IT WAS a strange combination. One of the UK’s most celebrated specialist Renaissance choral ensembles eliciting sacred 16th-century polyphony in a Fife potato barn.
But when you think about it, there were times in that restless period of English religious history when composers were forced into finding clandestine venues for their music, mindful that the Reformation police might be on their backs.
So, it was perhaps an apposite, as well as mesmerising, experience to hear the mellifluous blend of Peter Phillips’ Tallis Scholars echo around the stark red brick walls last night in a sun-kissed Cambo Estate, now an established venue for the East Neuk Festival.
They sang a neatly interlocked pairing of John Taverner’s extraordinary Missa Corona spinea and Thomas Tallis’ luxuriant Lamentations of Jeremiah.

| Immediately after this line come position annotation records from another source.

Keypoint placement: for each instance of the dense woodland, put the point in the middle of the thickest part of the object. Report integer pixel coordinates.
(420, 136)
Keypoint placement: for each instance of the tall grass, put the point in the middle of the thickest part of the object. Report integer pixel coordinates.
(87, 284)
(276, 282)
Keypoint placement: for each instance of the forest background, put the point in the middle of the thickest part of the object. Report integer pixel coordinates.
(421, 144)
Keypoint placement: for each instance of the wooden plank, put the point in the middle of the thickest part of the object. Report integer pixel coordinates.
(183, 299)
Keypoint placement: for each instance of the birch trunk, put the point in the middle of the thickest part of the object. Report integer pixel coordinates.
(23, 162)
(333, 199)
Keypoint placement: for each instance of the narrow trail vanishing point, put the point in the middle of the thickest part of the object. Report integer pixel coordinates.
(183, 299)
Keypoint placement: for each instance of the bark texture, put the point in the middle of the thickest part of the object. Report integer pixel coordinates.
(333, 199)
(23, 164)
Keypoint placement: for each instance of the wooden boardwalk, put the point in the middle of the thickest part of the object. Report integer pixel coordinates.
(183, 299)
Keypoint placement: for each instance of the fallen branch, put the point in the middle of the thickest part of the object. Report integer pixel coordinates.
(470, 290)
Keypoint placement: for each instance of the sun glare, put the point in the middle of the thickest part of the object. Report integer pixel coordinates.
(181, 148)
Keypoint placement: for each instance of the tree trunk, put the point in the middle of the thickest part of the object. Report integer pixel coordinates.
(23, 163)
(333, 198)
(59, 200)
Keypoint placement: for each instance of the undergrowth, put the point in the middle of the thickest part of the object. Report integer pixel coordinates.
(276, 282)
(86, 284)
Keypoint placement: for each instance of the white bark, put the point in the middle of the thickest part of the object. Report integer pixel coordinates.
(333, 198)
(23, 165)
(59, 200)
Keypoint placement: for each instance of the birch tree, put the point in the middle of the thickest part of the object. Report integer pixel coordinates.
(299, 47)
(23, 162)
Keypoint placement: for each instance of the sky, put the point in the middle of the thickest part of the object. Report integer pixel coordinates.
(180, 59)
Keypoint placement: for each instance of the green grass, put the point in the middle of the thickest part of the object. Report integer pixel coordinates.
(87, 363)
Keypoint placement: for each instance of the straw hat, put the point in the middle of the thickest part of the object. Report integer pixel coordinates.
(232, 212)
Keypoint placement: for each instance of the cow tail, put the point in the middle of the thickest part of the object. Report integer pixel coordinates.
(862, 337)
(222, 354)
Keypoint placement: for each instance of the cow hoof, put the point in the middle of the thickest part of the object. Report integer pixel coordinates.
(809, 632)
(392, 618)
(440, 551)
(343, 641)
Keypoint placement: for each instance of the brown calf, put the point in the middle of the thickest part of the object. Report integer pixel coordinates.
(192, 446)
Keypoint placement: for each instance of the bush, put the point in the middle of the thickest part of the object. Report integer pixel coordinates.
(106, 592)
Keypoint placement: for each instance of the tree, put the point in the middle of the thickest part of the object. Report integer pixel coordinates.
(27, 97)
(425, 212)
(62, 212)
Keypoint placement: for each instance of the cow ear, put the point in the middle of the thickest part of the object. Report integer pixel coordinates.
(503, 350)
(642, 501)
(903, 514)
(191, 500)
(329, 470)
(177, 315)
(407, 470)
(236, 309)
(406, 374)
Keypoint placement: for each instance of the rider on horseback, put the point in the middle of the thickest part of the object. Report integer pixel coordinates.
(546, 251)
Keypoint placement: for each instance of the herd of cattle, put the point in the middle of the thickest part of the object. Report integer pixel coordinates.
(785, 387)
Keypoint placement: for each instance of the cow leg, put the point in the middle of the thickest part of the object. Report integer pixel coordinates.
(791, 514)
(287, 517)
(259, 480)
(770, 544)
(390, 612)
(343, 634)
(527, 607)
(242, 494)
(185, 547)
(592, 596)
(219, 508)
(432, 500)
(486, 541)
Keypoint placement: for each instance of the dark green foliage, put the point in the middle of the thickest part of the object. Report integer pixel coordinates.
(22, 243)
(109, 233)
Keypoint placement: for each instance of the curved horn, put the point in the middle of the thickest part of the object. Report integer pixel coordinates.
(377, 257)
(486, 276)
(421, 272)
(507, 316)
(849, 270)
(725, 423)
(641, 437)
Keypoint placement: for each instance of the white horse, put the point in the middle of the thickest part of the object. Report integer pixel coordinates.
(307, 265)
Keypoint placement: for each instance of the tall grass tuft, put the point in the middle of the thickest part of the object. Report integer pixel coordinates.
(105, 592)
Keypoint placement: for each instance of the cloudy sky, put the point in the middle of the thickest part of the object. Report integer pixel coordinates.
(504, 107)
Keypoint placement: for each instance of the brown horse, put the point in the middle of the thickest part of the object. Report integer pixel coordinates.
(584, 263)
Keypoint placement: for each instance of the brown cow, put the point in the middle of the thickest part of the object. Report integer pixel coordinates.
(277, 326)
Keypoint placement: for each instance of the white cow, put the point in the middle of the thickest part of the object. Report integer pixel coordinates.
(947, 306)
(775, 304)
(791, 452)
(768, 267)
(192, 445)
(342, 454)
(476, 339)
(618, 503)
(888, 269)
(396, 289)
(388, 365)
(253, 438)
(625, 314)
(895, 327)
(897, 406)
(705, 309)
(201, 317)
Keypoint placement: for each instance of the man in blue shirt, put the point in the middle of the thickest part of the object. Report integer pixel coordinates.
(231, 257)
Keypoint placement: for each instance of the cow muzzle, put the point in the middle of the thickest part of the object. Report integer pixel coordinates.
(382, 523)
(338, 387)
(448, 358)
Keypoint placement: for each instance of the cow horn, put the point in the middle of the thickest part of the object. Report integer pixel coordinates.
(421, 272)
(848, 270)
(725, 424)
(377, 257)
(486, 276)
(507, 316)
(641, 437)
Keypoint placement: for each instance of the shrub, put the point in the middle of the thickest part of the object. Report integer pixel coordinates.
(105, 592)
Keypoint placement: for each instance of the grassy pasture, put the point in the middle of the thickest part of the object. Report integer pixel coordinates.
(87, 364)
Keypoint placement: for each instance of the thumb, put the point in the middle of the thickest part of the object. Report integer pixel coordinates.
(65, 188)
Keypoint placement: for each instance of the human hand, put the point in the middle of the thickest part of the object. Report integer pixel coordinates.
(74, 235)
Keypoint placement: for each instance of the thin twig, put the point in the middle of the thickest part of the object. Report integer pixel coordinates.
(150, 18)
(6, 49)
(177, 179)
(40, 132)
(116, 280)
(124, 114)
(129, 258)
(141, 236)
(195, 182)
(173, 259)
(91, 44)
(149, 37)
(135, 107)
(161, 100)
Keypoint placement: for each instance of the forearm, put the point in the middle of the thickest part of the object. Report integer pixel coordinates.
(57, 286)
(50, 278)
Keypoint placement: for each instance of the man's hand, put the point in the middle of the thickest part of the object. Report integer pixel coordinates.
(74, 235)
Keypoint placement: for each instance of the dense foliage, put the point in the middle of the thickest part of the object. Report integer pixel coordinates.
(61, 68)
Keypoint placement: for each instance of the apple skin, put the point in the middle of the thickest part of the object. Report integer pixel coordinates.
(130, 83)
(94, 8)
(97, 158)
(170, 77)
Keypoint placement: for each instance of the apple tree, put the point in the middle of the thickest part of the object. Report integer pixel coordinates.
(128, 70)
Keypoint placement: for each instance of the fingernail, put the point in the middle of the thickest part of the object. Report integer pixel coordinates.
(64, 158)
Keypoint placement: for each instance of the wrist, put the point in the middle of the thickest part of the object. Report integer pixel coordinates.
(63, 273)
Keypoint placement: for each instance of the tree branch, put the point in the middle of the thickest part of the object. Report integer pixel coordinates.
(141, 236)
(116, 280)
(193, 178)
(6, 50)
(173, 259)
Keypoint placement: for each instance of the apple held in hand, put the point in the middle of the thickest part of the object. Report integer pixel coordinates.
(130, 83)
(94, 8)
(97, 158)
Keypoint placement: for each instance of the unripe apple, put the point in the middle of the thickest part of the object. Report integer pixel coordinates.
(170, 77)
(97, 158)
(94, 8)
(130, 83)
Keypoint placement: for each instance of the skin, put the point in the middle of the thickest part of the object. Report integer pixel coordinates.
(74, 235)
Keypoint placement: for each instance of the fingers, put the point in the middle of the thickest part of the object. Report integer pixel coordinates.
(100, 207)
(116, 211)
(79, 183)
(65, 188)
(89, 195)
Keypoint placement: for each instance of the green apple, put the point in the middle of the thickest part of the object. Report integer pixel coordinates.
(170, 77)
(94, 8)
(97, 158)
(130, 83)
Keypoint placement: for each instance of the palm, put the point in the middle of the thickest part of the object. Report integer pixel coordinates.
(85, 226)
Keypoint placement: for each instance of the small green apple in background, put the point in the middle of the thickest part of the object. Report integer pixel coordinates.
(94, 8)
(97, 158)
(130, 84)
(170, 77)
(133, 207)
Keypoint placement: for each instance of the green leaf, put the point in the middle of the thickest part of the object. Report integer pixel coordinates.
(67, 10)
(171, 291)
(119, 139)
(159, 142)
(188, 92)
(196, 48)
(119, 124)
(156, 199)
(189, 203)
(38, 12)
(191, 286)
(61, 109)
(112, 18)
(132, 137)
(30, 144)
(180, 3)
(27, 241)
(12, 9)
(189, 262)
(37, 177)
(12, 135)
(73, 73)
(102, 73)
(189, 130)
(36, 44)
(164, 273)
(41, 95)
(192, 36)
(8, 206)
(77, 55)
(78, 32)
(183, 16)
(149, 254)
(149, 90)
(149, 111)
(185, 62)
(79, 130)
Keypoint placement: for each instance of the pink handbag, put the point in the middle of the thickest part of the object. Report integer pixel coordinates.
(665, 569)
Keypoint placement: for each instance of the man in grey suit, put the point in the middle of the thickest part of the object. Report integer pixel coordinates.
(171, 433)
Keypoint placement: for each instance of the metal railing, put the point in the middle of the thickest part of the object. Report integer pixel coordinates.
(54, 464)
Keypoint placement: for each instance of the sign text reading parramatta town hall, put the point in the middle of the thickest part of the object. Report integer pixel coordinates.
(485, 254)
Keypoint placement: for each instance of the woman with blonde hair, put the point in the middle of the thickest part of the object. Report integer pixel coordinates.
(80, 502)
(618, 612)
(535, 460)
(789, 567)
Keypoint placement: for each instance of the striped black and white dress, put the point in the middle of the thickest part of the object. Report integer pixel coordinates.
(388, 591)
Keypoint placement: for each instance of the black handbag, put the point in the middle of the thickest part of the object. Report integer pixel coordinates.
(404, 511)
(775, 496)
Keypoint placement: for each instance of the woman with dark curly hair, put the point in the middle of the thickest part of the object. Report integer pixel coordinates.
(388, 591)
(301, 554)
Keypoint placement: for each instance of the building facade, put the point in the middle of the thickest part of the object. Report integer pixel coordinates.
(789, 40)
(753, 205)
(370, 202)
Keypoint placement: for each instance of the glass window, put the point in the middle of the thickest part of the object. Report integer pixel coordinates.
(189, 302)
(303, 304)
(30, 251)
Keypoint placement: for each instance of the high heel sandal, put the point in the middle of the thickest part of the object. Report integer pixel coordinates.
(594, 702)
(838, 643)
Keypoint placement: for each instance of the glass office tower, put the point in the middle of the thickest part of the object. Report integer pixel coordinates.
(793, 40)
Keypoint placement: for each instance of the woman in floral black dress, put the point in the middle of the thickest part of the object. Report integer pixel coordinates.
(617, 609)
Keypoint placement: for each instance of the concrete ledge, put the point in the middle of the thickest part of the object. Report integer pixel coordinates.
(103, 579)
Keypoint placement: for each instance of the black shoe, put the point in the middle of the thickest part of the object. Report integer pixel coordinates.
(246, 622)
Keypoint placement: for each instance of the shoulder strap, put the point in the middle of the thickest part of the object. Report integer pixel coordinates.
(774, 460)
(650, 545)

The performance itself took time to warm up, the lean textures of Taverner’s Leroy Kyrie presenting a testing challenge – not least in intonation – for the initially smaller body of singers.
But the transformation was immediate as the fuller complement of voices launched into the earlier composed mass, its unrelenting and adventurous exploitation of the high-treble tessitura adding a layer of exhilaration that gave its long, winding melismas a spine-tingling dimension that even had the birds, gathered to roost on the corrugated roof, joining in.
Where Taverner’s raw ingenuity gave brazen pleasure, Tallis’ Lamentations provided a sultry spiritual heat.
Phillip’s singers fed its distinctive lines and evocative dissonances with delicate nuance and a natural, probing musicality.